Thursday, July 9, 2015

The Confederate Flag: Every American's Heritage

Picture from pagecovers.com


I’ve been quiet for over month now as I’ve been working fulltime then coming home to stressful to-do lists related to grad school, and because I’ve been trying to transition the blog to a website before posting again. But the transition is proving to be more arduous than I had hoped and things keep coming up that I’d like to comment on, so here I am.

Specifically, I’d really like to put my two cents in concerning the current Confederate flag controversy. There’s been a lot said on this already, and the issue is certainly more complicated than simply “if you support the flag, you’re racist.”

I understand that there is a debate concerning the south’s motivation for attempting to secede. Some would argue that slavery was only one in a host of state’s rights issues, and was not the sole reason that young men, many of whom came from poor families that couldn’t even afford slaves, chose to take up arms and risk their lives. Many would also argue that the Confederate flag can be waved as a sign of southern pride and heritage rather than prejudice or hatred.

The purpose of this blog is not to investigate history and modern interpretations of it. Nor is it an attempt to label those who would argue for the flag as a symbol of heritage to be a pack of liars. As a matter of fact, for the purpose of the point I’d like to make here we can give those folks the benefit of a doubt.

Let’s discuss the flag in that framework...as a symbol of heritage. I can see that. As a matter of fact, I emphatically agree.

But that’s the very issue. The Confederate flag is a huge piece of America’s heritage. It’s a symbol from a very important part of our history...our Civil War.
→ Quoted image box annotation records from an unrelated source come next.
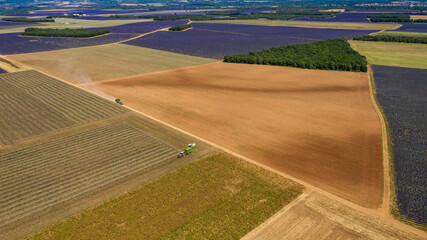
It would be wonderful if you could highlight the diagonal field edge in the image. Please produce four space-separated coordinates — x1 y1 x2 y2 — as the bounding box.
12 59 427 237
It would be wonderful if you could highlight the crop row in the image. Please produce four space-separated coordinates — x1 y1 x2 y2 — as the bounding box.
0 71 126 145
0 33 137 55
125 23 373 59
372 66 427 226
0 123 176 227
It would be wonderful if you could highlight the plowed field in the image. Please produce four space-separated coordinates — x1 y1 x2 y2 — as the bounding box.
92 63 383 208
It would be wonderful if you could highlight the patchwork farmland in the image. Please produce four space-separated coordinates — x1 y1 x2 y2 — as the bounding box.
0 3 427 240
124 23 373 59
372 66 427 226
0 70 216 239
0 124 177 228
93 63 383 208
350 41 427 69
9 44 215 84
0 71 126 145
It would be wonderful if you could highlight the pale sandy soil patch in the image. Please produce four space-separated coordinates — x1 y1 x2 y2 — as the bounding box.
410 15 427 20
93 63 383 208
242 192 425 240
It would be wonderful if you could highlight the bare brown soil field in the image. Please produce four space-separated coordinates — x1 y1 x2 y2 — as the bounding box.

A war that tore a fledgling nation in two and threatened to destroy the new country that so many had died to create just the century before.

The Confederate battle flag a part of everyone’s heritage, not just white people and not just white southerners. Many people died fighting for it, and many people died fighting against it. For many people it promised freedom from the Union, but for many others it threatened to bar the freedom to live and dream and act as human beings rather than a pieces of property. 

Yes, it makes many feel regional pride and reminds them of the land their ancestors died to protect. But for the majority of our country’s African American population, it stands for a war that was fought at least in part to keep them in slavery. And even to other whites, it represents the rebellion their ancestors died to quell.

It represents a piece of everyone’s history, it makes everyone feel something, it harkens back to many view points of the American past.

Now am I saying that people don’t have the right to express themselves? No. Am I saying that anyone has the right to not be offended? No.

Firstly, this isn’t just “removing everything that offends someone,” as one of my Facebook friends so painfully put it. The flag is not simply "something that offends someone." That is both an inaccurate and insensitive way to refer to a symbol that reminds millions of people of the inequality that still effects their socioeconomic status today and reminds even more of us of the racial tensions we are so pained to see dividing our beloved nation.

Secondly, this isn’t just an issue of American citizens expressing themselves. The debate has largely focused on Confederate flags in public areas, such as the flag now being removed from the grounds of the South Carolina State House.

Basically, it comes down to this: to campaign for the Confederate flag to remain in public areas is not simply to champion a symbol which has positive associations for you. It’s to stick a middle finger right up at the rest of us, black and white, who have negative associations with the flag.


You’re not just saying “my heritage is important.” What you’re saying is “my heritage is more important and has more of a right to be seen than yours.”